Als Physiotherapeut erkennt man mit einem Blick, ob ein Rollator seinem Zweck dient – oder ob er zum Alibi geworden ist. Der erste Eindruck täuscht selten: Eine aufrechte Haltung mit lockerem Griff an den Griffen signalisiert, dass der Rollator begleitet. Ein über den Rahmen gebeugter Oberkörper mit durchgestreckten Armen zeigt hingegen: Hier wird kompensiert, nicht mobilisiert. Die Behandlung von Rollator-Nutzer:innen beginnt daher nicht mit einer Übung, sondern mit einer Analyse des Bewegungsverhaltens. Denn entscheidend ist nicht das Hilfsmittel selbst, sondern wie es eingesetzt wird. Und leider ist es in der Praxis oft so, dass niemand dem Patienten gezeigt hat, wie ein Rollator überhaupt richtig benutzt wird.

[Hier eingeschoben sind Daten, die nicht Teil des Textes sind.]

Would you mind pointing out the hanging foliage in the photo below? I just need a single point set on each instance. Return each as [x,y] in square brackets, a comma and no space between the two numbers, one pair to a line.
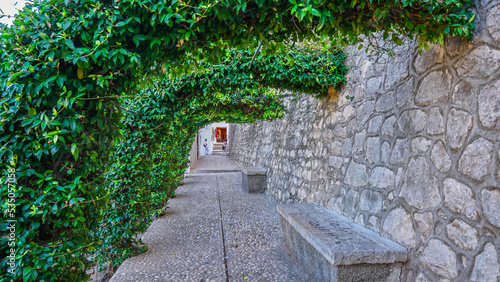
[82,151]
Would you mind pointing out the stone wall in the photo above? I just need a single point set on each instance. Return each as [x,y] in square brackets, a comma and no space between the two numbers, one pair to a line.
[415,156]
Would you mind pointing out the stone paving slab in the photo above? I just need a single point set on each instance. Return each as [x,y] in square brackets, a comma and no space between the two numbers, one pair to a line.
[187,243]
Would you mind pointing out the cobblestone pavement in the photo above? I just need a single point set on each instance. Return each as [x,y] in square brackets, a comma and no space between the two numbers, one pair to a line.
[213,232]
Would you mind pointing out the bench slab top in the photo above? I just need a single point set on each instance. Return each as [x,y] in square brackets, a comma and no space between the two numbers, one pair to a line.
[253,171]
[339,240]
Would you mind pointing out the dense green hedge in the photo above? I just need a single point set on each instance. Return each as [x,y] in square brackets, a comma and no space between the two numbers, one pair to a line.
[88,148]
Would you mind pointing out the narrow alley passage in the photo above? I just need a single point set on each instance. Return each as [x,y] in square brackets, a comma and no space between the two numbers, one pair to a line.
[213,231]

Korrekte Einstellung und gezielte Schulung
Ein zentraler Punkt ist die Höhe der Griffe. Sie sollten so eingestellt sein, dass die Ellenbogen bei aufrechter Haltung leicht gebeugt sind. Viele Geräte sind viel zu tief eingestellt, was dazu verleitet, sich vornüber zu lehnen und das Körpergewicht auf die Arme zu verlagern. Ich beginne meine Therapie daher oft mit einer einfachen Maßnahme: der Aufrichtung.Gemeinsam mit dem Patienten stelle ich die richtige Höhe ein, lasse ihn bewusst spüren, wie sich eine aktive Ganghaltung anfühlt – und wie sich sein Gleichgewicht dabei verändert. Bereits hier zeigt sich oft Erleichterung. Denn viele Menschen merken erst in der Therapie, wie viel Kraft sie noch in den Beinen haben, wenn man sie nur lässt. Es geht darum, dem Körper wieder Verantwortung zurückzugeben. Der Rollator darf unterstützen, aber nicht führen. Das Ziel ist, dass der Mensch den Rollator nutzt – und nicht umgekehrt.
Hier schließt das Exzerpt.